1. A method comprising:

assigning an identification number (ID) to each of a plurality of micro-operations (uops) to identify a branch path to which the uop belongs;

determining whether one or more branches are predicted correctly;

determining which of the one or more branch paths are dependent on a mispredicted branch; and

determining whether one or more of the plurality of uops belong to a branch path that is dependent on the mispredicted branch based on their assigned IDs.

2. The method of claim 1, further comprising retiring a uop that belongs to a branch path dependent on a mispredicted branch.

3. The method of claim 1, further comprising assigning each of the plurality of uops a sequence number.

4. The method of claim 3, further comprising storing the sequence number of an oldest valid uop in each branch path.

5. The method of claim 4, further comprising comparing the sequence number of a uop to the sequence number of the oldest valid uop in a same branch path.

6. The method of claim 1, further comprising maintaining a list of available IDs.

7. The method of claim 6, wherein assigning an ID to each of a plurality of uops to identify a branch path to which the uop belongs comprises assigning by an allocator an ID for each of the plurality of uops from the list of available IDs.

8. The method of claim 7, further comprising stalling the allocator if there is no available ID to be assigned.

9. The method of claim 7, further comprising placing an ID on the list of available IDs when all uops that have been assigned that ID have been retired.

10. An apparatus comprising:

an allocator to assign a plurality of micro-operations (uops) identification numbers (IDs), each ID to identify a branch path to which the uop belongs;

a jump unit coupled to the allocator to determine whether branches are predicted correctly; and

an execution unit coupled to the jump unit to determine which uops belong to a branch path that is dependent on a mispredicted branch based on their assigned IDs.

11. The apparatus of claim 10, further comprising a retire unit coupled to the jump unit to retire uops that are related to a mispredicted branch.

12. The apparatus of claim 11, wherein the allocator to further maintain a list of available IDs and assign an ID for each branch from the list of IDs.

13. The apparatus of claim 12, wherein the retire unit to further place an ID on the list of available IDs when all uops that have been assigned that ID have been retired.

14. The apparatus of claim 10, wherein the allocator to further assign each of the plurality of uops a sequence number.
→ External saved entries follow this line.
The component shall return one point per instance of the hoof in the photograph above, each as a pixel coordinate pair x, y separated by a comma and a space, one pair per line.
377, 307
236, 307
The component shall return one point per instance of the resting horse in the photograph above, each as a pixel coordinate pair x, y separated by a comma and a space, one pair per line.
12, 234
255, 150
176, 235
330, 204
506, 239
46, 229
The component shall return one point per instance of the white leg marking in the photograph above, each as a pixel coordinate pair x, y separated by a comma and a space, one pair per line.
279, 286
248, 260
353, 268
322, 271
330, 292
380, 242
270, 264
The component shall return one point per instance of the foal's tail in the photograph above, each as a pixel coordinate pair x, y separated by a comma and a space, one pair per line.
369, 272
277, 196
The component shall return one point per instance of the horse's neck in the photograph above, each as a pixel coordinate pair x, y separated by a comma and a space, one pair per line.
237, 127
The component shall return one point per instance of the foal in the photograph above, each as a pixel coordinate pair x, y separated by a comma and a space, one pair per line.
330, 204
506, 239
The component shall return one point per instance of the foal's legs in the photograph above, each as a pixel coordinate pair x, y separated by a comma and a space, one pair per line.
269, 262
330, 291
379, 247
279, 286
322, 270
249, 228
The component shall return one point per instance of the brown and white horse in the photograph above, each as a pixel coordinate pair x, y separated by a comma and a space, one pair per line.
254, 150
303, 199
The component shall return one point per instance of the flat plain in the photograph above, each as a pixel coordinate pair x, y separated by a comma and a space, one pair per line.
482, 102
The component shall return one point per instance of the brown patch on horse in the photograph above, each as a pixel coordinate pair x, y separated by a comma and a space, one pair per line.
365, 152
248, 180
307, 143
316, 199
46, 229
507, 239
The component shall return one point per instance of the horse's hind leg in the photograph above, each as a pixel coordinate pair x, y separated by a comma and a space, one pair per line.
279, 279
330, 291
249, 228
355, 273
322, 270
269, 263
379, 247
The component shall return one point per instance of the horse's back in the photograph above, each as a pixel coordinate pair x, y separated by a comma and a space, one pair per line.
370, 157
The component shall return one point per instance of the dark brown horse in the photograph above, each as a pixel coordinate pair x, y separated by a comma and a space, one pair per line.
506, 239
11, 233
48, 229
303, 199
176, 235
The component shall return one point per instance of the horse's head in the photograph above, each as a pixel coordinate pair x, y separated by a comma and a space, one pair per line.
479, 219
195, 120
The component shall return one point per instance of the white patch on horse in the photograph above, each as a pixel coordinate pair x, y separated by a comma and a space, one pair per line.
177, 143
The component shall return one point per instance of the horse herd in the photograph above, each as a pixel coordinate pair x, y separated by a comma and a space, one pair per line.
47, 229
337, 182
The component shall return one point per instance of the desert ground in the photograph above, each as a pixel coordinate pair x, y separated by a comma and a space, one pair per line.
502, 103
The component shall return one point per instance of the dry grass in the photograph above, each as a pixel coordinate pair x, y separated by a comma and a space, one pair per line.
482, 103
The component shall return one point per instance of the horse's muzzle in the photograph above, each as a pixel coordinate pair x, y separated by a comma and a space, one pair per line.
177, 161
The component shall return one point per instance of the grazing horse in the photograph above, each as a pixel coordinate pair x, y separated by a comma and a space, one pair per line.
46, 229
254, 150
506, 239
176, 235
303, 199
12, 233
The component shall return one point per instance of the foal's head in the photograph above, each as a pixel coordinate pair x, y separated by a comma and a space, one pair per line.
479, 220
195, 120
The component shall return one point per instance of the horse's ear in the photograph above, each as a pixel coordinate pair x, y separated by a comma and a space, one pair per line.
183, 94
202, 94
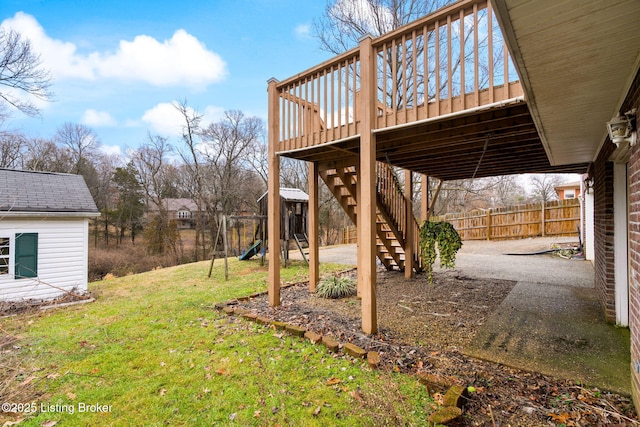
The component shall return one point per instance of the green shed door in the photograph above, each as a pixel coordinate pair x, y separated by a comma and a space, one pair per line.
26, 255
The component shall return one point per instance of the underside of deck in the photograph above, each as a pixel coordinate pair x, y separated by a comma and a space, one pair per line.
490, 142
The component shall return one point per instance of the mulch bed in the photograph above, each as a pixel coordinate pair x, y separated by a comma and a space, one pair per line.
423, 328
15. The apparatus of claim 14, wherein the jump unit to further store the sequence number of the oldest valid uop in each branch path.

16. The apparatus of claim 15, wherein the execution unit to further compare the sequence number of a uop to the sequence number of an oldest valid uop in a same branch path.

17. The apparatus of claim 10, further comprising an instruction fetch unit coupled to the allocator to fetch a next instruction based on a next instruction pointer.

18. The apparatus of claim 17, further comprising an instruction decode unit coupled to the instruction fetch unit to decode the fetched instructions.

19. A system comprising:

an input/output (I/O) controller; and

a processor coupled to the I/O controller, the processor including: an allocator to assign micro-operations (uops) identification numbers (IDs), each ID to identify a branch path to which the uop belongs; a jump unit coupled to the allocator to determine whether branches are predicted correctly; and an execution unit coupled to the jump unit to determine which uops belong to a branch path that is dependent on a mispredicted branch based on their assigned IDs.

20. The system of claim 19, wherein the processor further comprises a retire unit coupled to the jump unit to retire uops that are related to a mispredicted branch.

21. The system of claim 19, wherein the processor further comprises an instruction fetch unit coupled to the allocator to fetch a next instruction based on a next instruction pointer.

22. The system of claim 21, wherein the processor further comprises an instruction decode unit coupled to the instruction fetch unit to decode the fetched instructions.